Судя по тому, как нервничал Диззом, она его отчитывала. Да как она смела? В отсутствие моего любимого Диззом был регентом Бенксайда.
Я никогда прежде не видела эту девушку. Ни среди нашей публики, ни на улицах, ни в магазинах и тавернах.
Конечно же! Она не была похожа на местную.
Я не знаю как, но через секунду я поняла все. Было в ней что-то, показавшееся мне до боли знакомым. Я быстро подсчитала. Хотя она была по крайней мере на дюжину лет старше, чем описывал мой возлюбленный, я поняла, кто передо мной. Эта огромная и заносчивая девушка была никем иным, как малышкой П. Неудивительно, что Валентин с таким замешательством принял чепец, который я купила ей в подарок. Он едва налез бы на ее крепкий кулак.
Я быстро просчитала варианты. Когда мы поворачивали на Клинк-стрит, я крикнула Дотторе:
— Остановитесь! Нужно вернуться к складу. Мне кажется, у нас сегодня будет много покупателей. Мы должны пополнить запасы.
Глаза Дотторе радостно заблестели, ведь он знал, что я слов на ветер не бросаю. Он быстро развернул телегу, и мы поспешили назад. Зани недовольно ворчал вполголоса.
Девушка все еще была там и отчитывала Диззома, который стоял к нам спиной. Она холодно взглянула на нашу повозку. Бросив взгляд на меня, она тут же потеряла ко мне интерес, потому что я была для нее старой и скучной.
Из-под полуприкрытых век я осторожно изучала ее, делая вид, что отрешенно наблюдаю, как Дотторе и Зани грузят бутылки на телегу. За ее плечами я увидела большой опрятный зал с полками, уставленными бутылками. На каждой полке красовалась броская этикетка. «Сироп канадской девы», «Женевская лимонная сердечная вода»… На некоторых этикетках упоминалась Венеция. Конечно, Дотторе говорил мне, что мой возлюбленный получал все это из пресловутой базилики Санта-Кроче, а также из венецианского района под названием Кастелло.
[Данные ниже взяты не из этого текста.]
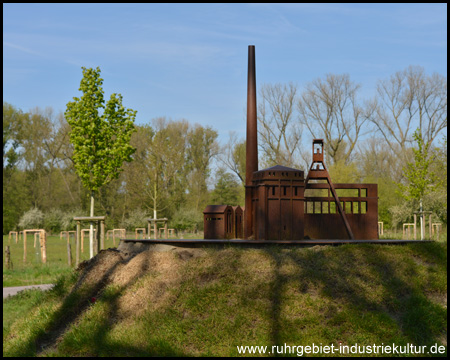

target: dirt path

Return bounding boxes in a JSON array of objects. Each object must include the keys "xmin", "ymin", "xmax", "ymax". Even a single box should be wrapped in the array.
[{"xmin": 3, "ymin": 284, "xmax": 53, "ymax": 299}]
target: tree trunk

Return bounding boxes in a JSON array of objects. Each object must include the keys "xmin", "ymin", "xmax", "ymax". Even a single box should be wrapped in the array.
[{"xmin": 89, "ymin": 191, "xmax": 94, "ymax": 259}]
Я очень удивилась тому, как четко и аккуратно все было расставлено и подписано. В базилике использовали точную копию одной венецианской торговой марки, эмблема ее представляла собой деревянные крылья, скрещенные, словно у порхающей бабочки. Я ощутила острый приступ ностальгии. Но дверь тут же захлопнули и заперли. Несколько секунд, когда Диззом посмотрел на нас, я была в опасности, но взгляд его был невнимательным, поскольку он целиком сосредоточился на Певенш.
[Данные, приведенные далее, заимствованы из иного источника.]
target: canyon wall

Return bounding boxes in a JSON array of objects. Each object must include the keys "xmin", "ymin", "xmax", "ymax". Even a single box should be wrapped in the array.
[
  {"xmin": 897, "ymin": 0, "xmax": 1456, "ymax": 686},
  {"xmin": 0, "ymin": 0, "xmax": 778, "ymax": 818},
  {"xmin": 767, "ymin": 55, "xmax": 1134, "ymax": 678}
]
— Я расскажу об этом опекуну! — услышала я, повернув голову, чтобы еще раз взглянуть на эту парочку. — Он возвращается, ты знаешь? Или нет? — подначивала она его.
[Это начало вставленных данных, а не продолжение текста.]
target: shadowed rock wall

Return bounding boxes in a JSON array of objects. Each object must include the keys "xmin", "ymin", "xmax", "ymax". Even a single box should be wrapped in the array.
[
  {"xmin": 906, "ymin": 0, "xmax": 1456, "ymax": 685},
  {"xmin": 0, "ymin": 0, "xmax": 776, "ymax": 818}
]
Я вздрогнула, услышав эти новости, и внимательно прислушалась.
Не считая возраста и полноты, она вполне соответствовала тому образу, который я успела создать, пока встречалась с Валентином. Она была тупой, испорченной и некрасивой. Ее грубые светло-рыжие волосы были хорошо уложены, но казались тусклыми. Ее голос напоминал скрежет тупого ножа по ржавой крыше. Однако Валентин любил это жирное, противное существо, обходился с ним как с леди, а не со шлюхой, которую можно попользовать и бросить. Подозреваю, что он не сказал мне о ее истинном возрасте, который я определила в районе двадцати лет, опасаясь, что я посчитаю ее угрозой.